My own personal opinion is that allowing one’s self to be dragged into the muck of a messy debate about intent misses the point. My view is that arguing about legislative intent is a fool’s errand, because as I said way back in 2010,there really is no such thing as legislative intent:
[L]egislation cannot be interpreted according to legislative intent because, even in theory, it is often impossible to ascribe a single intent to a set of words that is the product of numerous different intentions. If 60 people vote for a provision, and 30 intend it to mean one thing, and the other 30 intend for it to mean the precise opposite, there is no coherent way to determine a single “intent” behind the text.
Tips to Instapundit.
Legislative intent would appear to be a significant development in our court.
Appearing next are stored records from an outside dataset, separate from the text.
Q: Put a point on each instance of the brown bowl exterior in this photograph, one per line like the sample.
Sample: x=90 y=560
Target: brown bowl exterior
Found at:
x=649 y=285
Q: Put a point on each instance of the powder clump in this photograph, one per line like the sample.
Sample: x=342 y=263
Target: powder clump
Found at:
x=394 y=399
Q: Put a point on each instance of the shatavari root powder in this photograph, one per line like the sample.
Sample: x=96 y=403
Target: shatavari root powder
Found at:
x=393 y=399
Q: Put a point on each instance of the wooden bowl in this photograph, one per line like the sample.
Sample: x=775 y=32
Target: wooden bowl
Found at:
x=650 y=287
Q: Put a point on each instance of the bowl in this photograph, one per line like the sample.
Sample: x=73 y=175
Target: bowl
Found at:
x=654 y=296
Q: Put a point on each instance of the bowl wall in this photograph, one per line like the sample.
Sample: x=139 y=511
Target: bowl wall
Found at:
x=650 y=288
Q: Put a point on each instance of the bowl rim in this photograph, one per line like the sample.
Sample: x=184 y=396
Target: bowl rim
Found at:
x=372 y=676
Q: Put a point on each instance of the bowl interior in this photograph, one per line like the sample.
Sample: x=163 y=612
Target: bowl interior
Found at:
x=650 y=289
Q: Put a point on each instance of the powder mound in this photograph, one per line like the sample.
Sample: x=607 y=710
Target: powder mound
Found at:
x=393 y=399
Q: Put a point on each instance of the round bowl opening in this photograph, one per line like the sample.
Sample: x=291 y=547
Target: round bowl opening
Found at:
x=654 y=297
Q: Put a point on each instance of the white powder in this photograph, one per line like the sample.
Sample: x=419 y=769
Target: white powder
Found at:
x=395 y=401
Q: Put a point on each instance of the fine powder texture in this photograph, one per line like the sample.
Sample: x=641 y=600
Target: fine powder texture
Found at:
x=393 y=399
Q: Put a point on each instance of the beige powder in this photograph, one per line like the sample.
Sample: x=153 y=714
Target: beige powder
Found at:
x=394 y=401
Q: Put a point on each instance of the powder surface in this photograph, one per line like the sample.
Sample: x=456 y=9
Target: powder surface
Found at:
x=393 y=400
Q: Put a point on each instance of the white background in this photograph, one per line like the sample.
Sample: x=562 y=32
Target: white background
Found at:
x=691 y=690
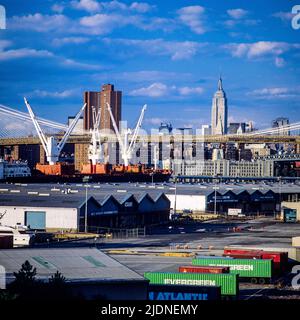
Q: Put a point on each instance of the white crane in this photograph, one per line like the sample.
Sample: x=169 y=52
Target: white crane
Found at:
x=51 y=146
x=95 y=148
x=2 y=214
x=126 y=148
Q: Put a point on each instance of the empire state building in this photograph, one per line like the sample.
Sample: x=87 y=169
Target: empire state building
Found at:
x=219 y=112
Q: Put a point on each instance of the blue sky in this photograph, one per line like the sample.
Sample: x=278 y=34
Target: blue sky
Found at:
x=167 y=54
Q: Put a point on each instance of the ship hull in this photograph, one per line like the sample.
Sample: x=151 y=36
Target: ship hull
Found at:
x=102 y=178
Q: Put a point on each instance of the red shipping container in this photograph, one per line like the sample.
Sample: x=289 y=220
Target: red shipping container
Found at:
x=6 y=242
x=229 y=251
x=203 y=269
x=280 y=260
x=248 y=255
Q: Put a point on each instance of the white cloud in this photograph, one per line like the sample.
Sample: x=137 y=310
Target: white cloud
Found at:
x=55 y=94
x=94 y=6
x=149 y=75
x=114 y=5
x=237 y=13
x=175 y=49
x=193 y=17
x=155 y=90
x=185 y=91
x=24 y=53
x=279 y=62
x=155 y=121
x=79 y=65
x=271 y=91
x=4 y=44
x=59 y=8
x=40 y=23
x=257 y=49
x=141 y=7
x=69 y=40
x=159 y=89
x=275 y=93
x=87 y=5
x=284 y=16
x=102 y=23
x=262 y=49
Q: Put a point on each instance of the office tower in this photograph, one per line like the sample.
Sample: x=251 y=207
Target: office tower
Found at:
x=281 y=124
x=165 y=128
x=99 y=100
x=92 y=99
x=206 y=130
x=236 y=127
x=219 y=112
x=114 y=99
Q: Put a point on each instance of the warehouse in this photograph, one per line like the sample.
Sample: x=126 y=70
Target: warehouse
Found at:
x=56 y=211
x=45 y=212
x=249 y=201
x=290 y=211
x=90 y=274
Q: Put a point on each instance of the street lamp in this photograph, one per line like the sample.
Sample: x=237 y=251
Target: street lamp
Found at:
x=215 y=200
x=85 y=213
x=175 y=195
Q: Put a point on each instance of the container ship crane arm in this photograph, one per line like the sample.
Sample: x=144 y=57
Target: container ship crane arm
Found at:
x=37 y=127
x=115 y=127
x=136 y=130
x=70 y=129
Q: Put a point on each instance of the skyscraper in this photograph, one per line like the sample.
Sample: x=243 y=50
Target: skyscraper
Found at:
x=92 y=99
x=219 y=111
x=114 y=99
x=99 y=100
x=281 y=124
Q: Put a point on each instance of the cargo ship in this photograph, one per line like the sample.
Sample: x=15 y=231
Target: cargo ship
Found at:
x=65 y=173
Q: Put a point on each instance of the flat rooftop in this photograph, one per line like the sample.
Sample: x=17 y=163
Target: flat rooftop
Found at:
x=75 y=264
x=101 y=190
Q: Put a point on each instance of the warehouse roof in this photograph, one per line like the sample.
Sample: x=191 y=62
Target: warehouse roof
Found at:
x=75 y=264
x=52 y=201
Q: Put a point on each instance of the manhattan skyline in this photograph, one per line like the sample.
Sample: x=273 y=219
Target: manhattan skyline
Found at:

from The Washington Post, On Obamacare, John Roberts helps overthrow the Constitution by George Will
Since the New Deal, courts have permitted almost any legislative infringement of economic liberty that can be said to have a rational basis. Applying this extremely permissive test, courts usually approve any purpose that a legislature asserts. Courts even concoct purposes that legislatures neglect to articulate. This fulfills the Roberts Doctrine that it is a judicial function to construe laws in ways that make them perform better, meaning more efficiently, than they would as written by Congress.
Thursday’s decision demonstrates how easily, indeed inevitably, judicial deference becomes judicial dereliction, with anti constitutional consequences. We are, says William R. Maurer of the Institute for Justice, becoming “a country in which all the branches of government work in tandem to achieve policy outcomes, instead of checking one another to protect individual rights. Besides violating the separation of powers, this approach raises serious issues about whether litigants before the courts are receiving the process that is due to them under the Constitution.”
The Roberts Doctrine facilitates what has been for a century progressivism’s central objective, the overthrow of the Constitution’s architecture. The separation of powers impedes progressivism by preventing government from wielding uninhibited power. Such power would result if its branches behaved as partners in harness rather than as wary, balancing rivals maintaining constitutional equipoise.
Roberts says “we must respect the role of the Legislature” but “[A] fair reading of legislation demands a fair understanding of the legislative plan.” However, he goes beyond “understanding” the plan; he adopts a legislator’s role in order to rescue the legislature’s plan from the consequences of the legislature’s dubious decisions. By blurring, to the point of erasure, constitutional boundaries, he damages all institutions, not least his court.
This ruling is part of a long trend in progressivsim to counter the ideas of checks and balances and thus increase central power.